Federal judge orders shut down of Zediva DVD service

It seems that DVD streaming service, Zediva is losing their legal battle. On Monday a federal judge, John F. Walter, issued a preliminary injunction against the streaming company. The MPAA is obviously thrilled.

Judge John F. Walter wrote, "Defendants are violating Plaintiffs’ exclusive right to publicly perform their Copyrighted Works." The judge cited a case from 1991 in which it was decided that a hotel’s video on demand service violated copyright laws. In this case the hotel was allowing users to choose a movie from their hotel room and they would stream it to the room via a bank of VCRs in a central location in the hotel. Apparently the ruling in that case was that the hotel was streaming video “to the public” even though it was to one person in their hotel room.

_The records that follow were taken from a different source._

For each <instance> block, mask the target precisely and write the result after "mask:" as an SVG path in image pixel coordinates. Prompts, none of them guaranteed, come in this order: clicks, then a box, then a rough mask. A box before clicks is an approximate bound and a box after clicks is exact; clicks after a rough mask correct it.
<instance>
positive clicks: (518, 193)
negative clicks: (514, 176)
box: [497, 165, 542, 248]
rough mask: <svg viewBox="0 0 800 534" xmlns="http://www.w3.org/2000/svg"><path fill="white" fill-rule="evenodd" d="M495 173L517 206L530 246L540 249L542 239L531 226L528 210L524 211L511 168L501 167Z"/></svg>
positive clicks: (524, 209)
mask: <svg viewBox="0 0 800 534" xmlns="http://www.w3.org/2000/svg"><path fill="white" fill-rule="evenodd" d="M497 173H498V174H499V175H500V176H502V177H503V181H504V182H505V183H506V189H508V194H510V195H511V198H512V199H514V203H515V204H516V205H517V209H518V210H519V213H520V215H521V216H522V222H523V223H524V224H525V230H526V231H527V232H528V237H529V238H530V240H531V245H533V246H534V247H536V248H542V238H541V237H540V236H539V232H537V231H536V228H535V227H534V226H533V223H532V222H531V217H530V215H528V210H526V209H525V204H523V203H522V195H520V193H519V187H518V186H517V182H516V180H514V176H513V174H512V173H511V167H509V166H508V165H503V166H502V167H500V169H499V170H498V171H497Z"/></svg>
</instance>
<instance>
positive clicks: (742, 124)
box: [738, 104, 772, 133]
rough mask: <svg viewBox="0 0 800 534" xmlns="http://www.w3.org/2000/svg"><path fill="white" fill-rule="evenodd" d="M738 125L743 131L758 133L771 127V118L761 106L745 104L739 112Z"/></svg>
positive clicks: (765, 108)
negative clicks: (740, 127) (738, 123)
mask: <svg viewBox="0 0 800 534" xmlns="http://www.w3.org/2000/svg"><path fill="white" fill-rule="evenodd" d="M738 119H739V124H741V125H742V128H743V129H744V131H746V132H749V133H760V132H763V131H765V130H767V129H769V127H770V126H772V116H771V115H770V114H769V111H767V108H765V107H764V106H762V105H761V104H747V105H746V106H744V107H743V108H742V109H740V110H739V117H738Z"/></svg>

Zediva obviously tried to argue their point stating that they are just a plain old DVD rental service with the benefit of allowing the DVDs to be streamed to their customers. Zediva buys DVDs legally, but the difference is that they essentially hook DVD players up to the internet for viewings. A customer essentially rents a DVD player and a movie and that film is streamed to them via the web.

Obviously Hollywood isn’t a fan of this brand of logic and a lawsuit was brought against Zediva in April of this year. The argument against Zediva was simply that the company was infringing on their rights to control the public performance of films.

Judge Walter clearly agreed with Hollywood in this case and was really not impressed with Zediva’s arguments. Walter argued that the harm Zediva was doing to movie studios outweighed the harm that will be potentially done to Zediva’s business due to the injunction.

The MPAA is quite happy with the ruling, thinking of it as a major victory for the film industry. Dan Robbins said the case was, "a great victory for the more than two million American men and women whose livelihoods depend on a thriving film and television industry."

Zediva is claiming they will appeal the ruling saying,

"Today's ruling represents a setback for the hundreds of thousands of consumers looking for an alternative to Hollywood-controlled online movie services," the company wrote in a statement, pledging to stand up for "consumers' right to watch a DVD they've rented, whether that rental is at the corner store or by mail or over the Internet."